I have been put down in life, by my family, friends and my circumstances and the sad part is that it always seemed like the things I turn to for hope are the ones that got to me the most. thinking about the number of times I've thought of quitting alone shows me that I've been through a lot, how those experiences used to make me sit there in my little corner and wonder why I have to be the one dealing with all this negativity in life because just like everyone all all I wanted is to be happy and not have to worry about everything all the time.
It got to a point where I accepted pain in my life, Pain was the only thing I knew and for me it wasn't temporary like they always say. it became a part of my everyday life, it was what I constantly expected from people and I did not believe in genuine happiness because for me everything always seemed to have the same ending. I was young and needed something to hang onto and Pain was there for me and that was how I lived my life for a very long time, I used it to define my situations and fuel things such as contemplating suicide because with pain it all made sense to me and I did not believe that there could be another way around my situation.
but there was and the only way I realized that was through the inability to give up on myself, some part of me always believed in a better place somewhere beyond the life I lived back then. I knew that I was not going to remain young and little forever and that some day I will reach that door and be set free so that I too can be able to experience genuine Joy in spite of everything else. And for me that is the blessing I received from pain.
I was tested and trialed over the years through pain but I never broke, A blessing of being able to endure, having hope even when all lights were off, believing in yourself even when everybody was looking away, of being your very own little power house and always doing what you can to survive because some part of you always believed in the greater purpose of being in this world.

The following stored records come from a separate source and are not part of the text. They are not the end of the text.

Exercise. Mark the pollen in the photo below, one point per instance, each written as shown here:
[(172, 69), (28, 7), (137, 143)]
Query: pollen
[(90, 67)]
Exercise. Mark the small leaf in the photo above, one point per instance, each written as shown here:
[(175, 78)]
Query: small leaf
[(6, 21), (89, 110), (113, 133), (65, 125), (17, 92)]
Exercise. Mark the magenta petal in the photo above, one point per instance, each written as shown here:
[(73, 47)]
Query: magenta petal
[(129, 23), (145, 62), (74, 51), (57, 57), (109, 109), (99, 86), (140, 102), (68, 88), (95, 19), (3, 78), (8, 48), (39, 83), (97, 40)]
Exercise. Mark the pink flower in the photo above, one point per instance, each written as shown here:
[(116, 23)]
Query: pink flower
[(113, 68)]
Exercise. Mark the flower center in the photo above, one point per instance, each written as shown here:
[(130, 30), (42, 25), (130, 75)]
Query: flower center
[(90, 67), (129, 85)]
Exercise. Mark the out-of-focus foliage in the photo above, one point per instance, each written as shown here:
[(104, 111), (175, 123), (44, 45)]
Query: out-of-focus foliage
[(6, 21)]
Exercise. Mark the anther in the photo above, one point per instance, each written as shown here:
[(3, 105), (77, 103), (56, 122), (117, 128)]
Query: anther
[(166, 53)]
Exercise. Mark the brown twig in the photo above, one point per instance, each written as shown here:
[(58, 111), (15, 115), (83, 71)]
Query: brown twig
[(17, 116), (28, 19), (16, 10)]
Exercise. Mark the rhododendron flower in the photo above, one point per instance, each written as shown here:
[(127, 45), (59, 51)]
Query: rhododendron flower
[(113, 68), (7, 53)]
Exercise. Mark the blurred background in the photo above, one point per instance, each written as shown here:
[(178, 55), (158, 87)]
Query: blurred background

I am blessed for being able to deal with pain without letting it consume and defeat me because indeed it is temporary and you have the power to control how it affects you.
I do not know what your dealing with right now or what you've been through but what I know is that every negative situation is a blessing in disguise, and even though it might not be feeling that way right now but if you choose perseverance and resilience there will come a time where you get to celebrate because of all the hardships you've dealt with.
BECAUSE OF THAT HEARTACHE YOU ARE BLESSED, YOU JUST HAVE TO HAVE FAITH AND BELIEVE IN YOUR OWN PROSPERITY.